Roger... But google says sqlite is supposed to be ACID compliant
(although maybe not "fully" as you indicate, I'm not sure about this)...

> PostgreSQL has a huge amount of code in it to try to deal with (or at
> least recognize) a level-3 failure, but nothing in the database engine
> can deal with level 1 or 4 issues.
>
> You'd have to actually test it. The easiest way is to get two
> computers, side by side, and run the database engine on one and a
> monitor on the other. To test some SSDs at work, I knocked together a
> little program that worked somewhat thus:
>
> * Connect to the database over TCP/IP (easy, as we were doing this
> with PostgreSQL)
> * Create a table with a number of rows with an ID and a counter,
> initialized to 0
> * Repeatedly, in parallel, perform a transaction:
> - Increment the counter on one of the rows (at random)
> - Increment a "possible" in-memory counter for that row
> - Commit the database transaction
> - Increment a "confirmed" in-memory counter for that row
> * When an error of "database seems to be down" is detected, wait for
> it to come up again, then query the table.
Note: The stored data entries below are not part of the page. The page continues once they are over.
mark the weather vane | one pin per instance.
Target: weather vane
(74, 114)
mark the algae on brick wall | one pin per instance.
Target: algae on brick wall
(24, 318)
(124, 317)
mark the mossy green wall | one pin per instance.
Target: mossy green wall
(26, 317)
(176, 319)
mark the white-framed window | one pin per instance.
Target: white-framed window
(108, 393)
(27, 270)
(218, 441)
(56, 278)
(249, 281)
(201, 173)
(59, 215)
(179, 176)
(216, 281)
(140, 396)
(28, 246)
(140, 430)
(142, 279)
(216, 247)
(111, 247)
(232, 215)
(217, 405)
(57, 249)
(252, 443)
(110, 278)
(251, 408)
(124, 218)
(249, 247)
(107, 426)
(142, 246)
The counters must all be at
> least their corresponding "possible" value and at most the
> "confirmed".

Ok, that doesn't sound to be so simple after all...

> With that running, I simply pulled the plug on the database computer.
> With a properly-configured hard disk, every one of the counters was
> within its correct range. With a lying SSD, though, they could be
> anywhere from "pretty close" (with a low workload - simulated by
> having only a single thread doing transactions and having it sleep for
> a few ms each iteration) to "pretty appalling" (with a bunch of
> threads spinning tightly, keeping the workload high). Once the SSD
> starts doing major write reordering, its throughput soars, but at the
> cost of trustworthiness.

Ok, it would be nice to hear/read the opinion from another in here
who've been working (a lot?) with sqlite...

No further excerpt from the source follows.